Nonparametric Identification and Inference for Counterfactual Distributions with Confounding

We propose nonparametric identification and semiparametric estimation of joint potential outcome distributions in the presence of confounding. First, in settings with observed confounding, we derive tighter, covariate-informed bounds on the joint distribution by leveraging conditional copulas. To overcome the non-differentiability of bounding min/max operators, we establish the asymptotic properties for both a direct estimator with polynomial margin condition and a smooth approximation with log-sum-exp operator, facilitating valid inference for individual-level effects under the canonical rank-preserving assumption. Second, we tackle the challenge of unmeasured confounding by introducing a causal representation learning framework. By utilizing instrumental variables, we prove the nonparametric identifiability of the latent confounding subspace under injectivity and completeness conditions. We develop a ``triple machine learning" estimator that employs cross-fitting scheme to sequentially handle the learned representation, nuisance parameters, and target functional. We characterize the asymptotic distribution with variance inflation induced by representation learning error, and provide conditions for semiparametric efficiency. We also propose a practical VAE-based algorithm for confounding representation learning. Simulations and real-world analysis validate the effectiveness of proposed methods. By bridging classical semiparametric theory with modern representation learning, this work provides a robust statistical foundation for distributional and counterfactual inference in complex causal systems.

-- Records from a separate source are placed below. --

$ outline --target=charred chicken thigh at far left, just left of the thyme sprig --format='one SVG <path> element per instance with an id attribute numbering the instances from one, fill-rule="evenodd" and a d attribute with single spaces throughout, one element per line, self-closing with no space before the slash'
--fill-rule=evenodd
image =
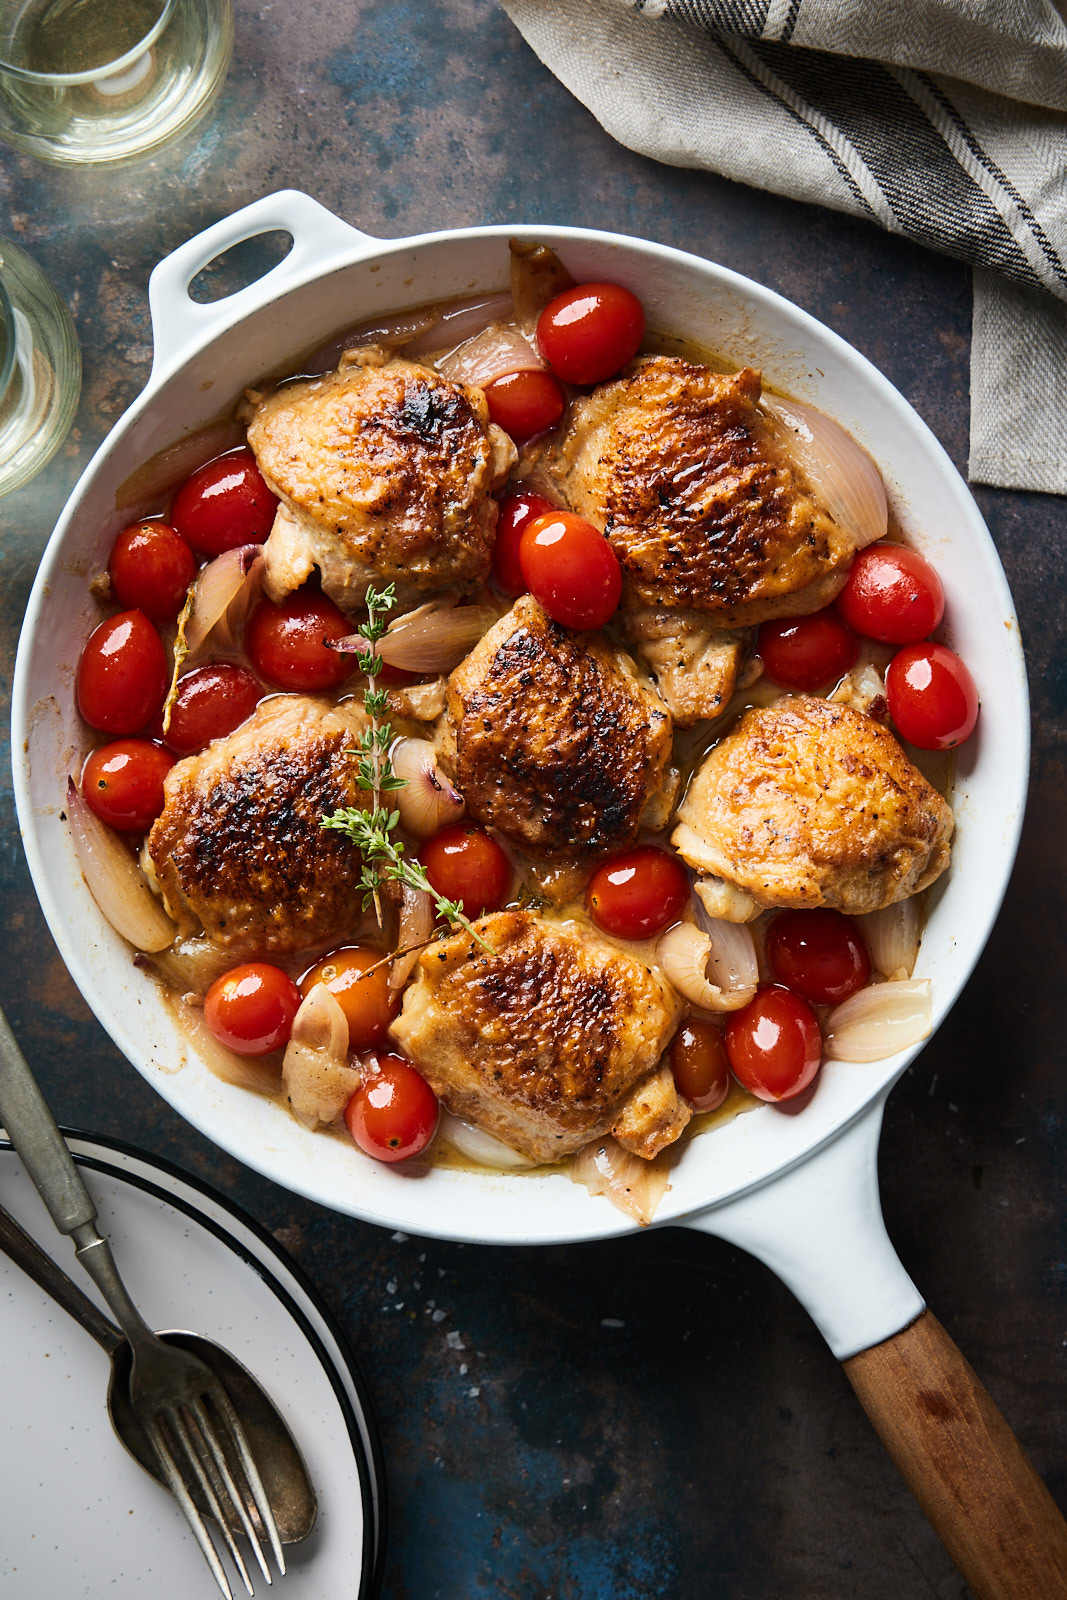
<path id="1" fill-rule="evenodd" d="M 360 803 L 346 752 L 363 725 L 355 704 L 277 694 L 176 762 L 149 854 L 182 933 L 203 926 L 238 958 L 322 944 L 360 922 L 358 851 L 320 822 Z"/>

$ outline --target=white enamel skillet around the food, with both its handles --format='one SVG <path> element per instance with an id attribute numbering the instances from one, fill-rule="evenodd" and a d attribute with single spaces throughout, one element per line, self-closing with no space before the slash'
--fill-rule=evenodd
<path id="1" fill-rule="evenodd" d="M 190 301 L 189 285 L 210 261 L 274 229 L 293 237 L 285 261 L 227 299 L 210 306 Z M 283 373 L 286 363 L 293 370 L 302 354 L 339 330 L 382 312 L 506 288 L 512 234 L 515 229 L 483 227 L 381 242 L 307 195 L 286 190 L 226 218 L 157 266 L 150 280 L 152 376 L 86 467 L 30 597 L 16 664 L 13 750 L 26 853 L 56 942 L 118 1048 L 182 1117 L 248 1166 L 338 1211 L 414 1234 L 526 1245 L 603 1238 L 632 1224 L 560 1174 L 434 1170 L 413 1181 L 363 1160 L 339 1139 L 309 1133 L 280 1106 L 211 1077 L 192 1058 L 154 982 L 134 970 L 128 947 L 96 909 L 62 819 L 66 776 L 77 770 L 85 746 L 74 709 L 74 669 L 98 618 L 86 578 L 104 566 L 115 533 L 138 512 L 117 510 L 122 482 L 163 446 L 224 414 L 246 386 Z M 688 336 L 737 365 L 761 368 L 776 389 L 835 416 L 878 461 L 899 523 L 936 563 L 949 595 L 945 637 L 969 664 L 982 699 L 977 734 L 957 770 L 953 862 L 939 885 L 917 968 L 917 976 L 931 979 L 939 1024 L 997 917 L 1027 786 L 1029 709 L 1019 629 L 974 501 L 896 389 L 837 334 L 777 294 L 641 240 L 541 224 L 525 237 L 553 245 L 579 280 L 630 286 L 653 326 Z M 977 1442 L 963 1358 L 933 1318 L 920 1315 L 923 1299 L 881 1222 L 881 1112 L 913 1056 L 910 1050 L 873 1066 L 833 1062 L 800 1112 L 761 1107 L 694 1139 L 673 1168 L 656 1226 L 683 1222 L 717 1234 L 773 1267 L 811 1312 L 833 1354 L 849 1363 L 857 1387 L 861 1366 L 870 1371 L 875 1360 L 857 1352 L 877 1347 L 896 1365 L 904 1362 L 902 1387 L 886 1400 L 888 1418 L 878 1416 L 878 1395 L 888 1394 L 885 1373 L 875 1382 L 877 1394 L 862 1395 L 864 1403 L 883 1437 L 904 1427 L 904 1445 L 889 1443 L 897 1464 L 912 1446 L 918 1451 L 912 1480 L 921 1480 L 937 1458 L 933 1490 L 921 1482 L 913 1486 L 965 1576 L 979 1595 L 1049 1600 L 1057 1590 L 1046 1579 L 1040 1579 L 1043 1590 L 1017 1587 L 1021 1541 L 1027 1542 L 1022 1534 L 1008 1555 L 1003 1539 L 1013 1518 L 1016 1533 L 1033 1518 L 1048 1518 L 1051 1501 L 1046 1506 L 1025 1480 L 1024 1488 L 1011 1483 L 1011 1506 L 1001 1504 L 1005 1474 L 1017 1478 L 1021 1472 L 1011 1435 L 997 1446 L 1003 1459 L 995 1470 L 971 1482 L 966 1462 Z M 913 1376 L 920 1358 L 936 1358 L 942 1368 L 947 1402 L 941 1410 L 949 1421 L 939 1424 L 937 1437 L 928 1437 L 915 1405 L 917 1384 L 921 1389 L 933 1381 Z M 941 1459 L 947 1435 L 955 1466 Z M 1067 1594 L 1067 1531 L 1062 1523 L 1059 1530 Z M 1048 1528 L 1041 1538 L 1048 1542 Z M 968 1555 L 969 1549 L 979 1555 Z M 982 1587 L 990 1562 L 1016 1587 L 997 1587 L 1000 1576 L 993 1587 Z"/>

翻译：本文提出了一种在存在混杂因素的情况下，联合潜在结果分布的非参数识别与半参数估计方法。首先，在可观测混杂因素设定下，我们通过利用条件 Copula 函数，推导出关于联合分布更紧的、协变量信息化的边界。为了克服边界 min/max 算子的不可微性，我们分别针对满足多项式边界条件的直接估计量和使用 log-sum-exp 算子的平滑近似，建立了其渐近性质，从而在经典的秩保持假设下，为个体层面效应的有效推断提供了支持。其次，我们通过引入一个因果表示学习框架来应对未观测混杂因素的挑战。通过利用工具变量，我们在单射性和完备性条件下证明了潜在混杂子空间的非参数可识别性。我们开发了一种"三重机器学习"估计量，该估计量采用交叉拟合方案来顺序处理学习到的表示、干扰参数和目标泛函。我们刻画了由表示学习误差引起的方差膨胀下的渐近分布，并给出了达到半参数有效性的条件。我们还提出了一种基于 VAE 的实用算法用于混杂表示学习。模拟实验和真实世界分析验证了所提方法的有效性。通过将经典半参数理论与现代表示学习相结合，本研究为复杂因果系统中的分布与反事实推断提供了坚实的统计学基础。